How much should you undercut the next lowest seller by?

"Well Thairus, obviously I farmed the materials myself so i can put it up for a 50% undercut and sell it quick!"



Cold has a great article about this over on his blog, it is absolutely disgusting whenever I see someone toss 10-15 of an item in the auction house for a massive undercut, it can absolutely obliterate the price of an item, unless someone buys them out to clean up their mess. Although the "buying you out to clean up your mess" part may seem appealing, very few people are willing to do this until prices hit rock bottom, and in the mean time everyone loses cash. A good rule of thumb for undercutting? As small as possible, 1 copper, 1 silver, 1 gold, it may seem like a dick move but it'll be happening to you as much as you do it to them.

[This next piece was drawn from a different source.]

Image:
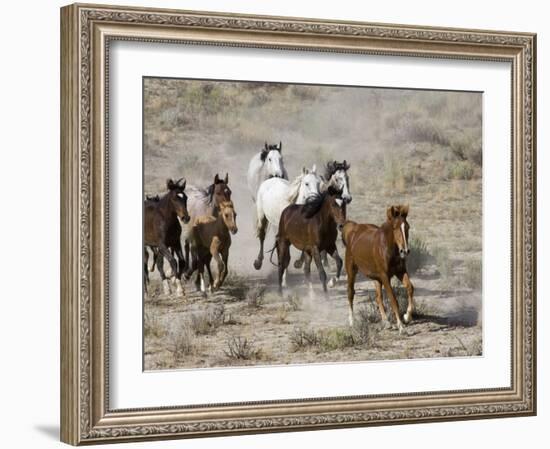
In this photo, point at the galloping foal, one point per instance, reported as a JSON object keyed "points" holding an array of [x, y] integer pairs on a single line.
{"points": [[380, 253], [212, 236]]}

For big ticket / specialty items a 10% undercut at maximum is a good rule of thumb (unless they're trying to sell a cracked boar tusk for gold cap, in that case you can undercut just a tad more).

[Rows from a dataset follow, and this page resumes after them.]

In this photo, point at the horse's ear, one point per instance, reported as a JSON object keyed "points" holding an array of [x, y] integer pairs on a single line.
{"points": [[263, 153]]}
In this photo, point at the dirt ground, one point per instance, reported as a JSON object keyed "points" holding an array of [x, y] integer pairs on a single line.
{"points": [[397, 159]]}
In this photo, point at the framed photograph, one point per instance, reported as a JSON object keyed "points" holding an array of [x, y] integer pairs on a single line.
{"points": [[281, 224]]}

How long should you post your auctions?

This one's fairly simple but can take people a while to start doing, and the entire point of it is to save yourself posting costs.  Generally in the gem, glyph, and enchant markets you're be likely be undercut within a day unless you're on VERY low population server, thus I suggest only post these items for 12 hours, 60s a blue gem might not seem like much but if you have to repost 10 items a day this will save you 180g a month on just gems.  The post low rule doesn't apply only to quick selling items, you should always adjust how long you post an auction to how fast they tend to sell.  I can't give any strict guidelines for this one, it's all about experience in the market.

Anyway I hope you enjoyed reading my first rant as much as I enjoyed nervously picking through it for spelling errors. Also check out Drunken Mogul and GetRichWow, two other new blog's  by GoblinRaset and Erogroth.


Monday, 8 April 2013

Well woohoo my first blog, in all it's hideous lack-a-layout glory. Anyway this blog'll be mainly devoted to any adventures, anecdotes and insights I have while attempting to dominate the wo- erm, that is, make gold on the auction house. Hopefully I'll have something worth the read to talk about soon so until then thanks for reading through the entry post.